やすら樹 NO.91

医療と内観 ―第25回―

   女優浅丘ルリ子と内観

 浅丘ルリ子・中国への旅「父の面影を追って」という番組欄が目に留まった。大連、瀋陽、長春を巡る旅で、私も昨年に大連、瀋陽を訪れたこともあり、なんとなくこのNHK・回想ドキュメント番組を見ることになった。


 番組は、旧満州国の官吏として赴任した父親浅井源次郎とその家族の足跡と、浅丘ルリ子(芸名)がデビュー以来、映画やTV、そして舞台で活躍してきた女優人生を語るという、二つのテーマが織りなっていた。


 番組は、大連、瀋陽と旅した後、浅丘さんの出生地である長春に降りたち、父の勤務した旧経済部の建物、そして日本人街を訪れている。

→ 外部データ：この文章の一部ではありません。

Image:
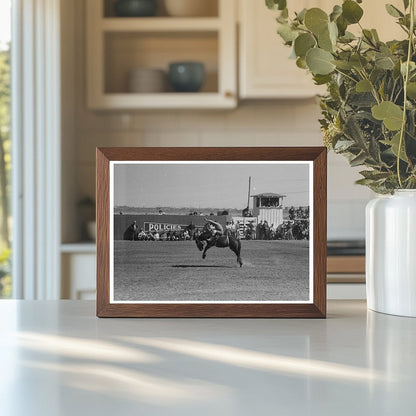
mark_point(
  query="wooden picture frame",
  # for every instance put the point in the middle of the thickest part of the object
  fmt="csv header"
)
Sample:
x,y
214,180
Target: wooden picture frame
x,y
111,162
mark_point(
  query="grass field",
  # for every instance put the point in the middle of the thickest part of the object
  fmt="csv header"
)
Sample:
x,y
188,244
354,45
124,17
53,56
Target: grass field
x,y
175,271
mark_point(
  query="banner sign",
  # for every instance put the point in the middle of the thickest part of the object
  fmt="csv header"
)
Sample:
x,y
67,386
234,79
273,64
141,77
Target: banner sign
x,y
161,227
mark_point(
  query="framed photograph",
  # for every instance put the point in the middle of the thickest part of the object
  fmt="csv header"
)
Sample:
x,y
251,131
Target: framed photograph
x,y
211,232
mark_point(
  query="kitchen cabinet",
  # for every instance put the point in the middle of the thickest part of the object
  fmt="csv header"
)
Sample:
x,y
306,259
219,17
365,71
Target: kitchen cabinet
x,y
118,45
265,69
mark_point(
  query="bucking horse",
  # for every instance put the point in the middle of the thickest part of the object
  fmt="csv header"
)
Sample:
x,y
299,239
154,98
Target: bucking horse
x,y
222,241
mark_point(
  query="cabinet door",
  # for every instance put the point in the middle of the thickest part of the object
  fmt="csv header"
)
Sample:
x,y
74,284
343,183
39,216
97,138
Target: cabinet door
x,y
265,68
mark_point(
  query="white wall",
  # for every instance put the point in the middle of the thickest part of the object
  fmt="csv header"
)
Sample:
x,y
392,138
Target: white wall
x,y
255,123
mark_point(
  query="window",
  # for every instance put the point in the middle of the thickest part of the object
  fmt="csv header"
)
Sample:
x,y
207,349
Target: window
x,y
5,147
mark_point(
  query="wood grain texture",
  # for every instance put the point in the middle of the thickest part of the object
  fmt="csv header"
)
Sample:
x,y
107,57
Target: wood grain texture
x,y
317,309
346,264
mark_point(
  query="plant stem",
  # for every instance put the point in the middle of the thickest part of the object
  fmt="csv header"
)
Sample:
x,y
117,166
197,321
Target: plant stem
x,y
405,81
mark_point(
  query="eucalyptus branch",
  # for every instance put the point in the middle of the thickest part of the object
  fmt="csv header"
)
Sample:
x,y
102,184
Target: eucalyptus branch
x,y
406,80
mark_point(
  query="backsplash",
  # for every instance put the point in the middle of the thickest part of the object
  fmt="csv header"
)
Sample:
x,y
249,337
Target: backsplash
x,y
288,123
253,123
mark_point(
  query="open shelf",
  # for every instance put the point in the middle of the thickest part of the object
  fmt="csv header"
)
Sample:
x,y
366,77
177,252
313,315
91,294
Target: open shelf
x,y
116,46
160,24
127,51
210,9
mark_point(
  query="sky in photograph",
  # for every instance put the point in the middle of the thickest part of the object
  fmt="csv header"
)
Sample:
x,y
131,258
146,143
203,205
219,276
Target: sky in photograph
x,y
207,185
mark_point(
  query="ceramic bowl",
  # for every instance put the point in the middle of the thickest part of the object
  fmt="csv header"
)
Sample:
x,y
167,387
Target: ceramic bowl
x,y
135,8
147,80
191,8
186,76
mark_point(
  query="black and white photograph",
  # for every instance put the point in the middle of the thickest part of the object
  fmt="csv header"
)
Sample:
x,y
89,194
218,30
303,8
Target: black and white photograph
x,y
211,232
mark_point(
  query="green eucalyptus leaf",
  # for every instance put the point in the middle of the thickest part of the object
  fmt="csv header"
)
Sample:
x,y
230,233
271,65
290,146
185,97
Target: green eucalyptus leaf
x,y
321,79
358,61
333,32
388,112
351,11
375,35
394,146
344,65
384,62
319,61
343,145
363,86
411,90
325,42
393,11
336,12
374,174
303,43
316,20
358,160
301,63
342,25
347,37
301,15
276,4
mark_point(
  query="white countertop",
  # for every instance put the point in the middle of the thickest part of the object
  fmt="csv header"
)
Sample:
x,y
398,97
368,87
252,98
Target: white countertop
x,y
57,358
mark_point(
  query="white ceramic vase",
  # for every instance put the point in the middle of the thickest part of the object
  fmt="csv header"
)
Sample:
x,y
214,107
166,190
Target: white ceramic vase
x,y
391,253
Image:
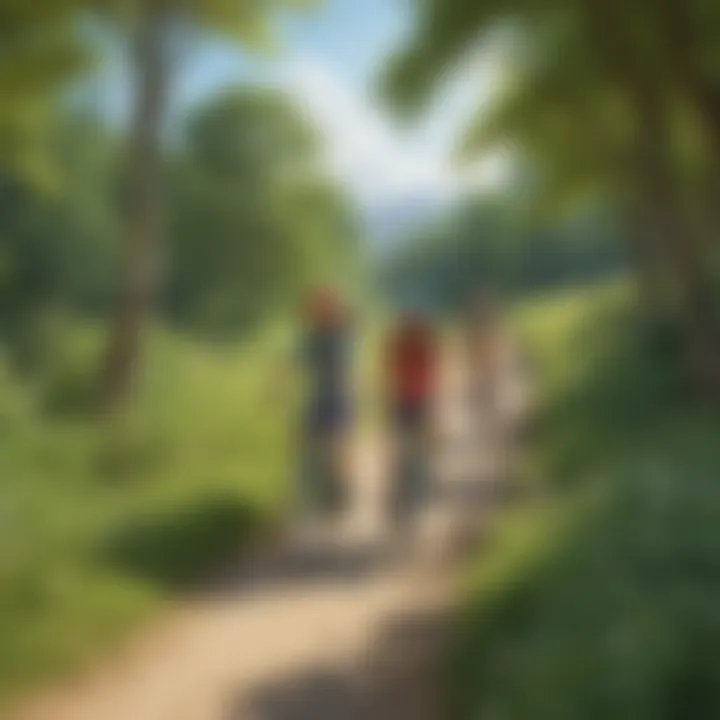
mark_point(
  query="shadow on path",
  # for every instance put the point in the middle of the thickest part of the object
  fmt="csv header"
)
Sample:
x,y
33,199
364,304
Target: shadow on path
x,y
390,681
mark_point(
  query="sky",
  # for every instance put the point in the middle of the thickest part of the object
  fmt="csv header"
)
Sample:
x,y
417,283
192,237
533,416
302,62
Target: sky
x,y
329,64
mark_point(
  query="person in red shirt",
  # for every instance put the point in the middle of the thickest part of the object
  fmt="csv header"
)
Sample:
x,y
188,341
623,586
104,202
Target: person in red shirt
x,y
411,369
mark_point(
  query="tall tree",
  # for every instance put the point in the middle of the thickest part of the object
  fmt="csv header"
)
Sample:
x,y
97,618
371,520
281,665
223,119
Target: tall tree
x,y
155,21
630,49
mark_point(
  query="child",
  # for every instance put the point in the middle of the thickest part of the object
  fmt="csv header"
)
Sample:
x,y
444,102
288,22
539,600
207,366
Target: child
x,y
326,417
411,375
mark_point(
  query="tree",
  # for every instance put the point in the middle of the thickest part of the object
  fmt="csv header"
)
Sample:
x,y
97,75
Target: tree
x,y
251,217
619,58
155,21
40,49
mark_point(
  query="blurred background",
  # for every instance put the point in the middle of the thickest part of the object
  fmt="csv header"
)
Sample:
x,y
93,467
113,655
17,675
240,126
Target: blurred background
x,y
175,175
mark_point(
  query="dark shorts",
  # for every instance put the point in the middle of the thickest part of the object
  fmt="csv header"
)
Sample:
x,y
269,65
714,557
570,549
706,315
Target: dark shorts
x,y
410,415
328,416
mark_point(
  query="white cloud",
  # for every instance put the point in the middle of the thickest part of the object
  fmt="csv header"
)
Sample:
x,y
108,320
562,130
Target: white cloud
x,y
378,163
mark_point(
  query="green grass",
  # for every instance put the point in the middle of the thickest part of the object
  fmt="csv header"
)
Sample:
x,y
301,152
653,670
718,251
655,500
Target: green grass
x,y
601,600
100,524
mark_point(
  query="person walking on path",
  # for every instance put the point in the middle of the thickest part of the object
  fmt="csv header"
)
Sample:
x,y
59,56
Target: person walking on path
x,y
412,368
325,358
498,377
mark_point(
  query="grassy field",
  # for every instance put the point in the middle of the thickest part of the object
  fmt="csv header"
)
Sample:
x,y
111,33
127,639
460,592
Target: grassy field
x,y
601,599
99,524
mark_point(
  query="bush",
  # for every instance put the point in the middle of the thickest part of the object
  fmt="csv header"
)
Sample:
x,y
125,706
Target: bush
x,y
610,607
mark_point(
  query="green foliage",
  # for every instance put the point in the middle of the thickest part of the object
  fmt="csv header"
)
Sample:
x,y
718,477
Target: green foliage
x,y
251,223
101,523
491,244
601,599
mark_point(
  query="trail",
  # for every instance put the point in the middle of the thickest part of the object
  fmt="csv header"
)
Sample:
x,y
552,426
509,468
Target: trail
x,y
341,630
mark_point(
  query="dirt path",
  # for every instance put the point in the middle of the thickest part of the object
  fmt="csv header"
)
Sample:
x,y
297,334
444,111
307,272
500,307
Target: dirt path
x,y
341,630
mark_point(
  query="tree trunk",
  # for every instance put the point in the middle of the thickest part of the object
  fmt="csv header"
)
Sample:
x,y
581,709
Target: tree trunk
x,y
143,211
656,174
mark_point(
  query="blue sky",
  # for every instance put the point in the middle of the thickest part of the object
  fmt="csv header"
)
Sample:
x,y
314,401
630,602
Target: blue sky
x,y
328,62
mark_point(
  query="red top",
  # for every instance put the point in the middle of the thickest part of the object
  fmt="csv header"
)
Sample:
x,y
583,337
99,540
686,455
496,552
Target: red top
x,y
412,364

次に、この番組のクライマックスとも言える、長春の水瓶であり保養地である浄月潭(じょうげつたん)の湖畔に彼女が佇んでいる。この地は、浅丘家(浅井家)の古いアルバムの中で、唯一地名が記されたもので、撮影された当時、彼女は誕生していなく、写真には両親と4歳上の姉が写されていた。その両親と姉に対して、写真を掲げて、ここに来たことを報告している最中に、ここまでは演技が入っていたのかもしれないが、突然慟哭し、その後に興味ある語りが入っていました。

今三人がいないと思って。
この人達にどのくらい、私が助けてもらっただろうし、迷惑をかけただろうと言っても。
なんにも言わないで、本当に、いろんな事を私らのためにやってくれたと思ったら。
でも、本当にいい人達だったんですよね。
本当に、私はどれだけ迷惑をかけたか、わからないけど。
私、何にもお返しをしていないんですよね。
だから、ほら、親孝行をしたくても親はなしと言うけど。
でも、まあね、ずっと私がやってこれた事が、親孝行だったかもしれないけど。
本当に私、ちゃんと両親や姉達にやさしく、ちゃんとお返しをしたかというと、あんまりお返しをしていないみたい。
やってくれたぶんが多いのに、私がお返しをしたぶんが少ないみたい。
でも許してくれると思います。
もう少し見守って下さい。

 彼女が語った言葉は、まさに内観3項目「お世話になったこと」「して返したこと」「迷惑をしたこと」、そのものです。彼女が内観を体験したという話しを聞いたことはないので、語った内容については、このように考えることができると思います。父の面影を追って大連、瀋陽、長春の各地の思いでの場所を尋ねる旅をするなかで、自分の生まれる前から、現在までの自分に対して、両親や姉を通して自分探しをしていたのではないかと。その結果、自然に3項目が出てきたのではないかと解釈したいのです。


 そう考えると、吉本伊信は、自分の体験や多くの身調べの方から、自己変容が起こる際に自然に3項目が語られることに気づいて、それならば逆に意図的に3項目が語られるようにするのにはどうしたらいいのかと試行錯誤を繰り返して、構造的な回想法を取り入れ、現在の内観原法に到達したのではないかと思うのです。

 

 この番組は、私達に浅丘ルリ子が経験した中国東北旅行という暇とお金をかけなくても、内観(療法)は簡単確実に、自分探しの旅を提供してくれると確信したのです。